To avoid authoritative marketing, our people from Neon and 90NORTH share how they’re advancing in healthcare messaging by practicing empathy. 

Jesse, Managing Director at Neon, shared how his team addressed the issue of domestic violence empathetically with the campaign “The Last I’m Sorry.” During a three-month research process, Jesse and his team brainstormed reasons someone may stay in a dangerous relationship. To help domestic violence victims find a way out, the agency put up over 330 billboards nationwide with the words “Are you living in fear of the next ‘I’m Sorry?’” The billboard included a link to a hub of resources for those in need – For victims who may have someone watching their every move, the website has a safe search feature.   

“People could see it without being blamed for looking at it,” said Jesse. 

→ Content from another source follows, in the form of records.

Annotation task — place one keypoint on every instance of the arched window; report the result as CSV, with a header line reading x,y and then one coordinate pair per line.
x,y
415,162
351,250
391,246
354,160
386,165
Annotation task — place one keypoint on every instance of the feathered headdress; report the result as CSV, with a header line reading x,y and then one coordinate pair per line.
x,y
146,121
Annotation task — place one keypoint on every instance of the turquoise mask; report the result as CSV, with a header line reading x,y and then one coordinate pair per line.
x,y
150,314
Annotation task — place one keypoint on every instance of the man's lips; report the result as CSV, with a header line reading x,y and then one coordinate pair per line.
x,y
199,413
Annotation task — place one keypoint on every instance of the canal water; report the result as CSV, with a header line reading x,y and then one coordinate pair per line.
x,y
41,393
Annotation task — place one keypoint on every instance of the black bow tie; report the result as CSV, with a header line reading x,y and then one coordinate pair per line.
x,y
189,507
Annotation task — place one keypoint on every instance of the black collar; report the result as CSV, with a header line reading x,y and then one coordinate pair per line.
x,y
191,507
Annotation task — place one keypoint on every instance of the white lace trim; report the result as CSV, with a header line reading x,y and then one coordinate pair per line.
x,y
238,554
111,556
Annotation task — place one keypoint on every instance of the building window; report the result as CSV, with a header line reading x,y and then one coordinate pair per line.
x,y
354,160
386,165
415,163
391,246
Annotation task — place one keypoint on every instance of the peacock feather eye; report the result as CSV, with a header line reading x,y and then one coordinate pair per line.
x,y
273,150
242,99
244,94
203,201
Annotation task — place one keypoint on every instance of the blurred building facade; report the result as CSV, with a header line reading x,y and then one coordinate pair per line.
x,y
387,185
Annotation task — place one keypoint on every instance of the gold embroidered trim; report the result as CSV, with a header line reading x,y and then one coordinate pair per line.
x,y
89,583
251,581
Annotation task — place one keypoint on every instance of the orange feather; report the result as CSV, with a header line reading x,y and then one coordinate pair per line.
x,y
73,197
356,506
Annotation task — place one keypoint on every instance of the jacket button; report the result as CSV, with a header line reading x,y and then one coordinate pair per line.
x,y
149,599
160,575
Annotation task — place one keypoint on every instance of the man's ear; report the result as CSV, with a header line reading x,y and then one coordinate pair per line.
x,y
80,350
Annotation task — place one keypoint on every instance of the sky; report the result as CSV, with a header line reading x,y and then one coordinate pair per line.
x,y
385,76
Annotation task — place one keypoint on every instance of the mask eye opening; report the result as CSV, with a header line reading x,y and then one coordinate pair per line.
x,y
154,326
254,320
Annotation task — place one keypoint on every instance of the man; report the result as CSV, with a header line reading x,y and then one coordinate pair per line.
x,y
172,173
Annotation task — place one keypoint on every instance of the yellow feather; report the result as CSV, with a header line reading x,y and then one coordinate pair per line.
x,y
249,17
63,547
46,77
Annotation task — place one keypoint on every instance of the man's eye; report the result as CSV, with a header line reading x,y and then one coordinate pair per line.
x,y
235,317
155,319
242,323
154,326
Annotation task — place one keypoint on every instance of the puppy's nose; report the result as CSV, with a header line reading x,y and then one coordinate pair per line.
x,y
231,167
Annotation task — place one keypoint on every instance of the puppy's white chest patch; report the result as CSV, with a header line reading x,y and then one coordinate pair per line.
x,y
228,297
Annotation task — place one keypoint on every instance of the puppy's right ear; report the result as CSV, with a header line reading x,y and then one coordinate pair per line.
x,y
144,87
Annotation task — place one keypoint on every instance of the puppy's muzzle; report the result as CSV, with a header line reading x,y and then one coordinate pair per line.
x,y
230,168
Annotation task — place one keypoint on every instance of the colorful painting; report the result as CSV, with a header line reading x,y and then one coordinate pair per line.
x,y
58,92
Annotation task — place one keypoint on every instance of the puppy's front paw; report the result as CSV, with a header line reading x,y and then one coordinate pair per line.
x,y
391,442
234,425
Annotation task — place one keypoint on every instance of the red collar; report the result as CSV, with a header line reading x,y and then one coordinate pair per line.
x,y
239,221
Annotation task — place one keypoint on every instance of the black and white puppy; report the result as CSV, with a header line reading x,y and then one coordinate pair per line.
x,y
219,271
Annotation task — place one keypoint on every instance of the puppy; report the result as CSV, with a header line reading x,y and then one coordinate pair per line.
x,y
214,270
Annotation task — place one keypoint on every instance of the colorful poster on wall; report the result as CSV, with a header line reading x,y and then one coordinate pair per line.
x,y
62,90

Hilary, President of 90NORTH, describes how the agency uses an “empathy engine” to understand the pain points that have caused patients to stop seeing a physician or taking their medication to craft messages that are “warmer and more welcoming.” Qualitative research from doctors, patients and nurses provides insights to why patients don’t take action to better their health.  

“Authoritative marketing forces you into a directive that you should be doing something,” Hilary said. “When you help people make their own decisions, that comes with a certain self-motivation. We’re really trying to understand what people are going through and what is plaguing them in their quest to improve their health.”